Не вчера началась жизнь моя! Давно уже пережил я основания мнений своих.
Пришлось бы, мне быть бочкой памяти, если бы, я таскал с собой все свои основания!
Хранить свои мнения - уже и этого слишком много для меня; а сколько птиц уже улетело!
Так что же однажды сказал тебе Заратустра? Что поэты слишком много лгут? Но и сам Заратустра - поэт.
Теперь веришь ли ты, что сейчас он сказал правду? Почему веришь?»
Ученик отвечал: «Я верю в Заратустру». Но тот покачал головой и улыбнулся.
«Вера не делает меня праведным, - сказал он, - тем более вера в меня.
Но положим, кто-нибудь сказал всерьез, что поэты много лгут: он был бы прав - мы слишком много лжем.
Мы очень мало знаем и плохо учимся: потому и должны мы лгать. ...
И мы, верим в народ и "мудрость" его, как если бы существовал особый, тайный ход к знанию, закрытый для тех, кто чему-нибудь учится...
О, как много вещей между небом и землей, о которых позволяют себе мечтать только поэты!
И тем более о том, что сверх небес: ибо все боги суть символы и хитросплетения поэтов!
Поистине, всегда влечет нас ввысь ~ в царство облаков: на них усаживаем мы наши пестрые чучела и называем их богами и Сверхчеловеком...
О, как устал я от всего неосуществленного, что непременно желает стать событием! О, как устал я от поэтов!»
Пока говорил Заратустра, сердился на него ученик, но молчал. Замолчал и Заратустра; а взор его был обращен вовнутрь... Наконец он вздохнул.
«Я - от нынешнего, и я - от минувшего, - сказал он, — но есть во мне нечто и от завтрашнего, и от послезавтрашнего, и от грядущего.
Я устал от поэтов, старых и новых: слишком поверхностны для меня все эти мелкие моря.
Недостаточно глубоко проникала их мысль: оттого и чувство их не достигало самых основ. ...
Зрителей нужно духу поэта: пусть это будут хотя бы буйволы!
Устал я от этого духа: и предвижу время, когда и сам он устанет от себя.
Я уже видел поэтов, которые преобразились и обратили взор свой на себя.
Я видел кающихся духом: из поэтов выросли они».
Заратустра настолько искренен и правдив, что не щадит даже самого себя, если нечто сказанное им не есть абсолютная истина. А с истиной связана одна проблема: ее нельзя высказать до конца.
В лучшем случае вам удастся обозначить какой-то ее аспект, указать на некоторые проблески. Но для человека, с которым вы говорите, эти фрагменты останутся абсолютной загадкой, поскольку он не может заполнить пропуски. Долг мистика - заполнить эти промежутки и сделать свои высказывания как можно более цельными и систематичными. Тут-то и находится источник обманов.
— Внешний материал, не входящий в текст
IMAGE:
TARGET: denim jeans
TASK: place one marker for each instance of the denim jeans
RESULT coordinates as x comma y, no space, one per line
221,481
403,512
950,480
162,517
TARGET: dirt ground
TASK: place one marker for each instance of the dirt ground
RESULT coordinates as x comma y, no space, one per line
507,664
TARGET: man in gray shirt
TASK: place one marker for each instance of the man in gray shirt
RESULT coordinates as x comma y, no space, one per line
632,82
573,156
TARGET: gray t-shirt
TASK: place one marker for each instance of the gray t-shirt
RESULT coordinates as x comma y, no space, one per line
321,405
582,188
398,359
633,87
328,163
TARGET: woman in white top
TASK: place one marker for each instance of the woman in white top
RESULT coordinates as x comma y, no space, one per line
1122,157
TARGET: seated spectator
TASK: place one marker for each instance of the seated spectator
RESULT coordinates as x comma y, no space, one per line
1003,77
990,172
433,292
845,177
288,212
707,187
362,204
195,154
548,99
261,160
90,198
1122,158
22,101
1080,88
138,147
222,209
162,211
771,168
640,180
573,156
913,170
Мистику приходится лгать, это неизбежно.
Мистик не виноват; такова природа истины: она не полностью поддается познанию, языку, выражению. Гораздо чаще для выражения истины мистики выбирают поэзию - по той простой причине, что лгать поэтически легче, чем лгать в прозе.
Возможно, вы никогда не задумывались над этим. В поэзии ложь становится метафорой, способом выражения, украшением. А в прозе ложь проступает настолько отчетливо, что спрятать ее очень трудно. Поэзия более гибка, ибо поэзия относится к миру снов; это вымысел.
Некоторые фрагменты истины можно выразить поэтически без ощущения, что вы несправедливы к истине и не совсем честны по отношению к слушателю. Поэзия - прекрасное укрытие. Не случайно многие великие поэты - не кто иные, как скрытые мистики. И многие великие мистики выбирали поэзию как ключ к сердцам людей.
Проза рациональна; она должна быть логичной, поддерживаться объяснениями и доказательствами.
Поэзии не нужны причины, логика, подтверждения, доказательства. Это совершенно другое измерение. Все, что ей нужно - это красота, музыка.
Когда логика и причинность не требуются, в вымысел очень легко вплести фрагменты истины и придать всему этому некоторую завершенность.
Ученик Георгия Гурджиева П. Д. Успенский был великим математиком - возможно, одним из крупнейших в истории человечества. Он не был поэтом; он знал лишь логику и причинность, которые лежат в основаниях математики. Но он влюбился в Георгия Гурджиева, мистика.
Георгий Гурджиев не был мировой знаменитостью. Его знали всего несколько человек, он был очень странной личностью. Его методы были странными, непривычными, неортодоксальными. А способ выражения почти не поддавался пониманию. Его сочинения абсолютно ни на что не похожи.